• Capital Access

BLOG: When is a Forecast not a Forecast?

by Scott Fulton | 27th April 2018

Capital Access Group (CAG) is undertaking research into the public provision of analysts’ forecasts. We have launched a survey of our investor audience, found here, and continue to review the current data provided by third party vendors (e.g. Bloomberg).

In our blog (Whither Forecasts? 19th April 2018), we highlighted that FTSE 100 constituents were covered by an average of 22 analysts and the FTSE 250 an average of 10. We have looked further into this “forecast base” and discovered that these numbers may not accurately reflect current expectations.

Within the FTSE 100 Index, there are 79 companies which have reported on earnings (either through results or trading updates) since January 2018. Fully 12.0% of all the analysts’ forecasts shown by Bloomberg for these companies were published in 2017. For the FTSE 250 Index, 147 companies have updated the market on earnings in 2018 with one in ten of the forecasts shown by Bloomberg published in 2017.

If we assess the date of forecast publication against the date of the last earnings report, almost 20.0% of forecasts for these FTSE 100 companies were published before the update and, in the FTSE 250, the figure is almost 15%.

Standard Chartered is a good example of this apparent trend. It reported final results on 27th February 2018. Bloomberg shows that, as at 24th April 2018, there were forecasts from 27 analysts. Yet seven of these were published before the results announcement; as such 26.0% of the coverage could be described as “historic”.

We are not able to see the detail of these forecasts and, therefore, cannot assess to what extent the “real” consensus (i.e. that generated from forecasts following the results) is different from that shown, but there is a risk that this is the case. Perhaps more worryingly, we are not able to ascertain whether individual analysts have updated their forecasts but have not supplied them to the third-party data vendor. This raises key questions about the voracity, and, therefore, the usefulness of public forecast provision at present.

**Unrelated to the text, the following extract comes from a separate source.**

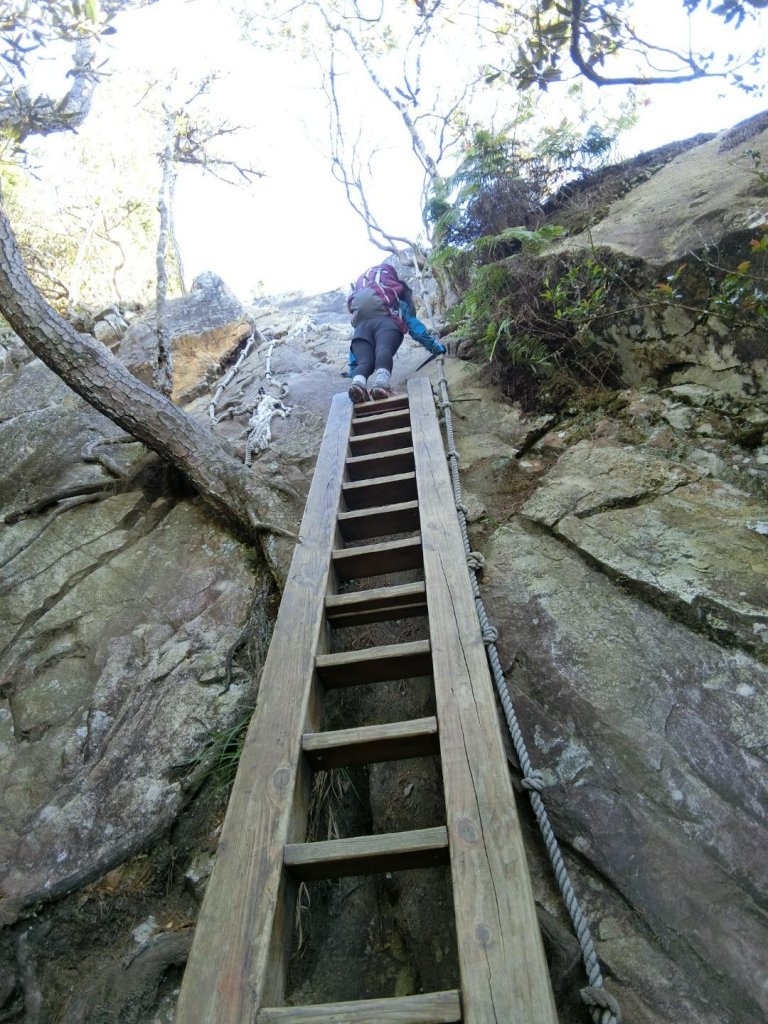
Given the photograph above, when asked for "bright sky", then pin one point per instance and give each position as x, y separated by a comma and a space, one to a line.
293, 229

Our on-going survey into fund managers’ views of this position reveals that several of them are experiencing reduced direct access to analysts’ work. The corollary of this situation could be that they will have to rely more on public data to assess peer group forecasts and valuations.

However, it is becoming clear that public provision may be compromised by analysts suspending coverage or placing their work behind a paywall which excludes third parties (e.g. Bloomberg). In our opinion, companies can no longer rely on shareholders being able to “see” the totality of market expectations when they comment on their own performances.

We believe that a sensible solution to this apparent problem is for companies to play a bigger role in setting and managing the market’s expectations. This may involve more detail in guidance, the provision of a consensus on their own web sites and, ultimately, more direct contact with fund managers.

Our survey continues and we are very keen to hear fund managers’ views on this important topic.